User unknown in virtual mailbox table

Hello all,

I need some help with my fresh installed YunoHost-Server.

My YunoHost server

Hardware: VPS bought online
YunoHost version: 11.2.14 (stable)
I have access to my server : Through SSH and through the webadmin
Are you in a special context or did you perform some particular tweaking on your YunoHost instance ? : NO
If yes, please explain: NO

Description of my issue

I have a freshly installed YNH server. The first two users have been created. The admin and a first test user. When I send a test mail to these addresses from a completely different mail account, I get an error message:

Recipient address rejected: User unknown in virtual
    mailbox table (in reply to RCPT TO command)

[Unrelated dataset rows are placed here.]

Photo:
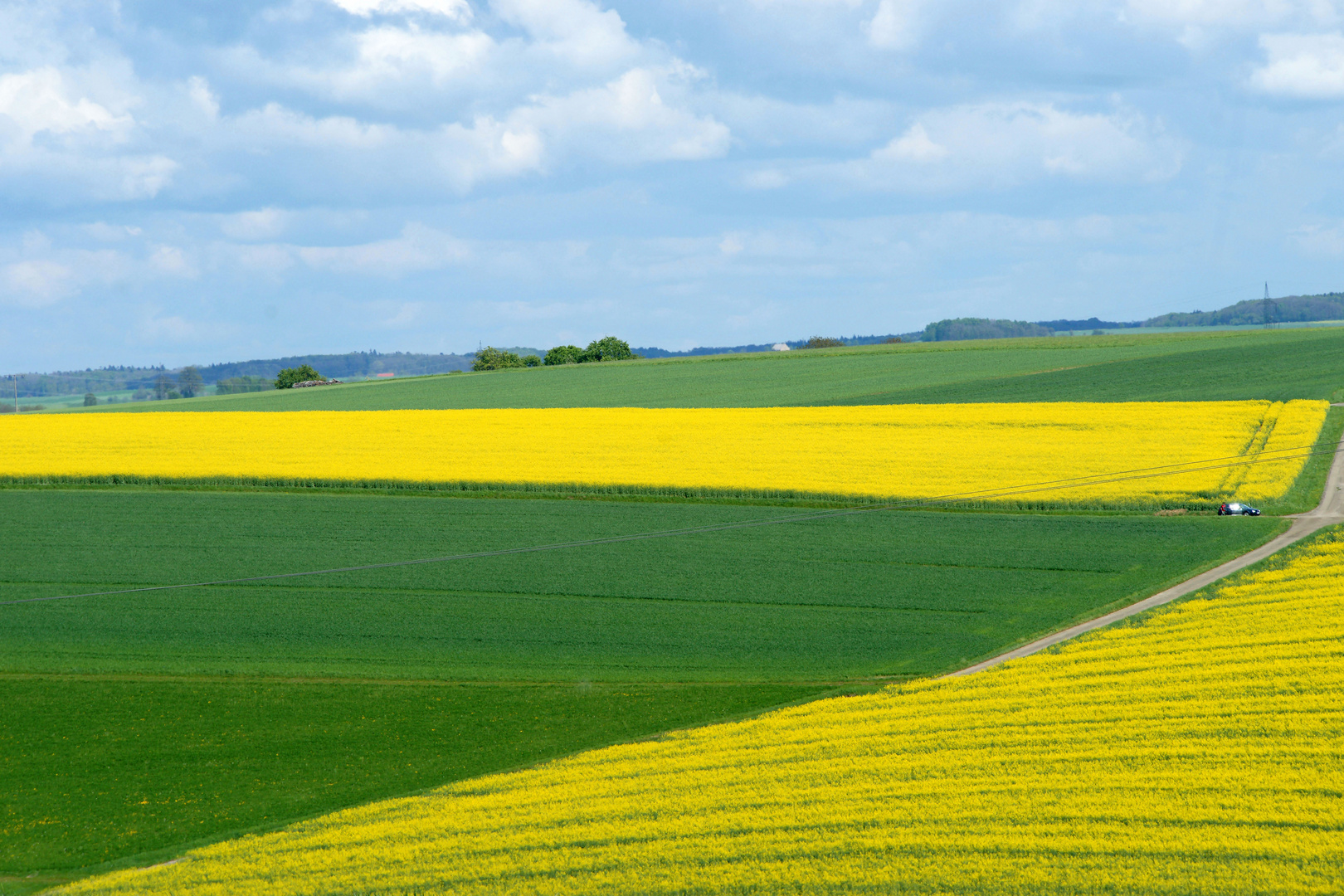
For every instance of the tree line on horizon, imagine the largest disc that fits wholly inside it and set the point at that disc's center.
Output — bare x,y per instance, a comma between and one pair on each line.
257,375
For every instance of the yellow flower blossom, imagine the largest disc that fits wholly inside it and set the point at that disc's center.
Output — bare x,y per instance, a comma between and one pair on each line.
1194,752
901,451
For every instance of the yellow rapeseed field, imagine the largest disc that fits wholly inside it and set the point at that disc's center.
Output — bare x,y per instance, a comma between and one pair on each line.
1200,751
908,451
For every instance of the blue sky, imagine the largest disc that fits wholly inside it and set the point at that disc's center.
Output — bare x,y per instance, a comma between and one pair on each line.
197,183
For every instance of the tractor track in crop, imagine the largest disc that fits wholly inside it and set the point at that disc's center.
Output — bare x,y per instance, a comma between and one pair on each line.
1328,512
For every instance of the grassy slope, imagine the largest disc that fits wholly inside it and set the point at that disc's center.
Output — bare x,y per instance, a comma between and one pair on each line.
840,598
102,767
95,770
1270,364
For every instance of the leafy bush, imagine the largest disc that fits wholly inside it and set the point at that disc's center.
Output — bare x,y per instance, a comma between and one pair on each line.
980,328
494,359
563,355
190,382
290,375
608,348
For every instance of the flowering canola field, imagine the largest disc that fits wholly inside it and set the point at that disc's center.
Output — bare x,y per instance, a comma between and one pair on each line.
1200,751
908,451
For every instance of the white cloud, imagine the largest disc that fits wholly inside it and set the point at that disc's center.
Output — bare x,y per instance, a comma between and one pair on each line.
628,121
1308,66
264,223
275,125
173,328
417,249
914,145
895,24
460,10
38,282
38,102
1244,14
576,32
1007,144
106,232
202,95
169,260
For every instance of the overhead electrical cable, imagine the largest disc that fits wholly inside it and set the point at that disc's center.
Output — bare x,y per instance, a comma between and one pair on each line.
1051,485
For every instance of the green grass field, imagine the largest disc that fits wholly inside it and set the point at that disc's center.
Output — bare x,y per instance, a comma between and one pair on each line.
1205,366
97,770
132,726
884,592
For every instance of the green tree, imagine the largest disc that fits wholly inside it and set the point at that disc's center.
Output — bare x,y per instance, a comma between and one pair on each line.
190,382
608,348
290,375
563,355
494,359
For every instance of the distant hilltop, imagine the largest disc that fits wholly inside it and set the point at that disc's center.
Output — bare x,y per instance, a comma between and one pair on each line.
355,366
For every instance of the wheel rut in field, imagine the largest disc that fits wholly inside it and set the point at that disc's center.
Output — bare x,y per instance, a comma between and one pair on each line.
1328,512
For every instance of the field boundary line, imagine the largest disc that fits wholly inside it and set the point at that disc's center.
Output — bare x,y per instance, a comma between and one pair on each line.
962,497
1328,512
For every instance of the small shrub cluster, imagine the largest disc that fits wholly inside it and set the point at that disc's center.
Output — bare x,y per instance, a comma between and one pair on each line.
290,375
608,348
496,359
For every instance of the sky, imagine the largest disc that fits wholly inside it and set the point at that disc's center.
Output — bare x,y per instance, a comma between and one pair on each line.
208,182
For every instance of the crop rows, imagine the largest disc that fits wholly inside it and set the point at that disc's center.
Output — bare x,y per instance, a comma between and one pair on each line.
873,451
1194,752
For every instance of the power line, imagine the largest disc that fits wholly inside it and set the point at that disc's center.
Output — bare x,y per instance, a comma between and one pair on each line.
722,527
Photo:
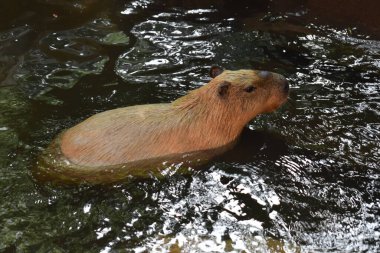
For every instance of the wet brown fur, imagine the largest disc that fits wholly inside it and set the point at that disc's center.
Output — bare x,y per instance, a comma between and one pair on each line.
201,120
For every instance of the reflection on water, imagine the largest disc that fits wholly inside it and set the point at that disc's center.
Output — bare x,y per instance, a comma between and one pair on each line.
306,181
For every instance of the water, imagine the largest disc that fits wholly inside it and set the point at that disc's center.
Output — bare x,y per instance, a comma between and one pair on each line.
303,179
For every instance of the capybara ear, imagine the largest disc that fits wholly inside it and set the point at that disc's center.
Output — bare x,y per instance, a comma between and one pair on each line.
223,88
215,71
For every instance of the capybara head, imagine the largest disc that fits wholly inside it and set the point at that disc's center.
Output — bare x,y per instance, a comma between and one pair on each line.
248,92
236,97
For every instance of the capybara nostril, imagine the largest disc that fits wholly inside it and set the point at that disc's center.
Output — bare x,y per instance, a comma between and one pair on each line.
286,86
264,74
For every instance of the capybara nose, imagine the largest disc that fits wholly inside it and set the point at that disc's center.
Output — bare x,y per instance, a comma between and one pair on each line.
263,74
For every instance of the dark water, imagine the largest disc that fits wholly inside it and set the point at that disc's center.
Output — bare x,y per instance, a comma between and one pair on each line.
303,179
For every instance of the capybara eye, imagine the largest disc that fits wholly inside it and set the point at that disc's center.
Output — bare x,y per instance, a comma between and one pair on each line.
249,89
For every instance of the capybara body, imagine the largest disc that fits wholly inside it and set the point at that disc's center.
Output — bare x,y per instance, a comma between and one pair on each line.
207,118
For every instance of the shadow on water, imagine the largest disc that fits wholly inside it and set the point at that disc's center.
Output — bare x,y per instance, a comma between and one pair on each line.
306,179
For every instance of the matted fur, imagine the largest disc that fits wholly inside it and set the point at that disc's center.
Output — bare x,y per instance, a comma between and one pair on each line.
202,120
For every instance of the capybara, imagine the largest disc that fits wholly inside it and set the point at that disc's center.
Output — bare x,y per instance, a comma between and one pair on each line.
207,118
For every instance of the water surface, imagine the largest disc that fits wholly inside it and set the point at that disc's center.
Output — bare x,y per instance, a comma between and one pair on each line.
303,179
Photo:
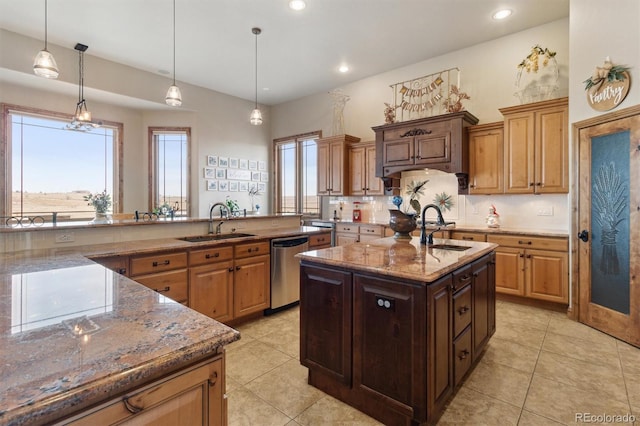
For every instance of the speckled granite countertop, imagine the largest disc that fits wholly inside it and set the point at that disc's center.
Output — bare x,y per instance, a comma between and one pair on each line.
401,258
73,333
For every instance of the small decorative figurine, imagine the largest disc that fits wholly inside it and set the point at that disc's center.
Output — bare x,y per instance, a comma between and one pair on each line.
493,219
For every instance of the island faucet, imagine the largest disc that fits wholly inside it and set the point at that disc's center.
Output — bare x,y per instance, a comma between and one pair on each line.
428,239
226,214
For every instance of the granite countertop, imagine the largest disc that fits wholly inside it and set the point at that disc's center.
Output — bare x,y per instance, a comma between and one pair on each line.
401,258
74,333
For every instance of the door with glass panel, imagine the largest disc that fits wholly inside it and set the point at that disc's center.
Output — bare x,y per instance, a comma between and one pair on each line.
609,223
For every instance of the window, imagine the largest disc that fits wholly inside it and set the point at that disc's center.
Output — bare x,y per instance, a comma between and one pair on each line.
169,147
297,174
49,169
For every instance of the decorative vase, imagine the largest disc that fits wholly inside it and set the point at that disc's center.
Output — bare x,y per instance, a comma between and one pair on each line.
402,224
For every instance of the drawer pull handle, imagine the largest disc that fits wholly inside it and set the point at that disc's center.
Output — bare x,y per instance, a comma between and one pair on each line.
130,407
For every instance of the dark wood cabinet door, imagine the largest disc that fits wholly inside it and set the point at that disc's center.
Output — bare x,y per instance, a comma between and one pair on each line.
388,345
325,321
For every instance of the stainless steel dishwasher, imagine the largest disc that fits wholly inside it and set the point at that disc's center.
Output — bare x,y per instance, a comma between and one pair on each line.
285,271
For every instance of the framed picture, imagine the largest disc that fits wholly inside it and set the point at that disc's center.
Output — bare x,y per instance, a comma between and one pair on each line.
209,173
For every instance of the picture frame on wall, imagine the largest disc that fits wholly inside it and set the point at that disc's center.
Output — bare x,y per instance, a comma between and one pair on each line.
209,173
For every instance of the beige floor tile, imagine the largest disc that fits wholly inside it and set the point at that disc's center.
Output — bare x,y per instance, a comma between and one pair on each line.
253,360
599,378
475,409
330,411
499,381
286,388
562,402
511,354
606,352
247,409
528,418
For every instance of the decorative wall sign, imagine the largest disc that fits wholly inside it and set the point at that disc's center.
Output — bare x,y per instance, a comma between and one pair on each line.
608,86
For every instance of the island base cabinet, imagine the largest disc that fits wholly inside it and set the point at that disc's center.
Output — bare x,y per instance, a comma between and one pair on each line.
191,397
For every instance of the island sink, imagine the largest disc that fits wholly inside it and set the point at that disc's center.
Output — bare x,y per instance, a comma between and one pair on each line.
214,237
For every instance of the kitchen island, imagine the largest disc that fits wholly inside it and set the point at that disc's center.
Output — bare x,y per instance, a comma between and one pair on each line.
393,327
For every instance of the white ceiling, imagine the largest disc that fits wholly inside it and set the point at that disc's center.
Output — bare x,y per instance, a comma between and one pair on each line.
298,52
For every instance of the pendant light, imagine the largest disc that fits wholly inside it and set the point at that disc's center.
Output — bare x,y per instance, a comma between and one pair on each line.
256,115
44,64
82,117
174,97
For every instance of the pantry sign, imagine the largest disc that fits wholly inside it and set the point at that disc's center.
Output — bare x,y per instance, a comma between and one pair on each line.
608,86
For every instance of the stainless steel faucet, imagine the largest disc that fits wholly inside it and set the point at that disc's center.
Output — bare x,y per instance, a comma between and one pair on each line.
222,216
428,239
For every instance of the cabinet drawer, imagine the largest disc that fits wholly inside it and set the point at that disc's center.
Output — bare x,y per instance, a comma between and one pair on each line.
251,249
461,310
527,241
468,236
158,263
210,255
320,240
171,284
347,228
374,230
462,355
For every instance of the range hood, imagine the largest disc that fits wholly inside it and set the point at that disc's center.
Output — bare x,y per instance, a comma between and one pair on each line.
439,142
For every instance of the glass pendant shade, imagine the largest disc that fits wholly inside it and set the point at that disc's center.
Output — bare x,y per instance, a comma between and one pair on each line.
256,117
174,97
45,65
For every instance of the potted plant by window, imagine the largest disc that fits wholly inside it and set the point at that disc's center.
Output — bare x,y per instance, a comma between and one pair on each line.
403,223
101,202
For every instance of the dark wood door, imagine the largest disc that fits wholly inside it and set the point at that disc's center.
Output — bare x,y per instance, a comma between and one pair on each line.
325,321
608,223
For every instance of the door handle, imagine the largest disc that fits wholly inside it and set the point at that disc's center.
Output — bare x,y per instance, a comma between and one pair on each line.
584,235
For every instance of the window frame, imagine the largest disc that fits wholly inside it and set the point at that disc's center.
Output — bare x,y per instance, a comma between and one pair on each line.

The diagnosis does not return any error messages. There is also nothing unusual under Tools > Logs. I have also restarted the server. And all packages are up to date. The switches for the e-mail services are also activated under the domain.

What could be the reason for this? Where else can I look for errors?
Does anyone have any tips?

Thanks
Tinder

Do you find any traces of the attempt to receive the incoming email on your yunohost in /var/log/mail*?

Oh, darn, I didn’t notice your reply Thanks! Yes, I looked in the log file. The following can be found there:

postfix/smtpd[1246728]: connect from the-mail-gateway.com[1.2.3.4]

postfix/smtpd[1246728]: Anonymous TLS connection established from 
the-mail-gateway.com[1.2.3.4]: TLSv1.3 with cipher
TLS_AES_256_GCM_SHA384 (256/256 bits) key-exchange X25519 
server-signature RSA-PSS (3072 bits) server-digest SHA256

postfix/smtpd[1246728]: NOQUEUE: reject: RCPT from the-mail-
gateway.com[1.2.3.4]: 550 5.1.1 <user@test-domain.com>: Recipient 
address rejected: User unknown in virtual mailbox table; 
from=<user@my-domain.com> to=<user@test-domain.com> 
proto=ESMTP helo=<the-mail-gateway.com>

postfix/smtpd[1246728]: disconnect from the-mail-
gateway.com[1.2.3.4] ehlo=2 starttls=1 mail=1 rcpt=0/1 data=0/1 
rset=1 quit=1 commands=6/8

Unfortunately this does not help me much.
Does anyone else have an idea?

In /etc/postfix/main.cf you can find

# Virtual Domains Control
virtual_mailbox_domains = ldap:/etc/postfix/ldap-domains.cf
virtual_mailbox_maps = ldap:/etc/postfix/ldap-accounts.cf
virtual_alias_maps = ldap:/etc/postfix/ldap-aliases.cf,ldap:/etc/postfix/ldap-groups.cf

This part describes which email addresses can be reached on your mail server:

• which domains are configured to receive email
• which mailboxes (local_parts as in <local_part>@<domain>) exist
• which aliases exist - pointing some local_part not being an actual mailbox (the place to store email for local users) to one or more mailboxes

The files referenced contain the ldap information to query the yunohost internal ldap server.

For an email to be reachable from outside

• the domain must be configured for email (there’s a switch in the config panel)
• the local_part must either be found as a local user mailbox
• or as an alias

The local user mailbox needs to be active for the receiving domain: if you look at the user account in the yunohost webgui there should be the full email address listed.

It’s might not be enough to enable email for and then create as an account to be able to receive <user>@<domain>. If you have multiple domains the automatically generated email address for a new account will always be <account>@<main domain> and will not enable reception of emails to <account>@<other domain with email enabled>.

@ChriChri Many, many thanks for this detailed description!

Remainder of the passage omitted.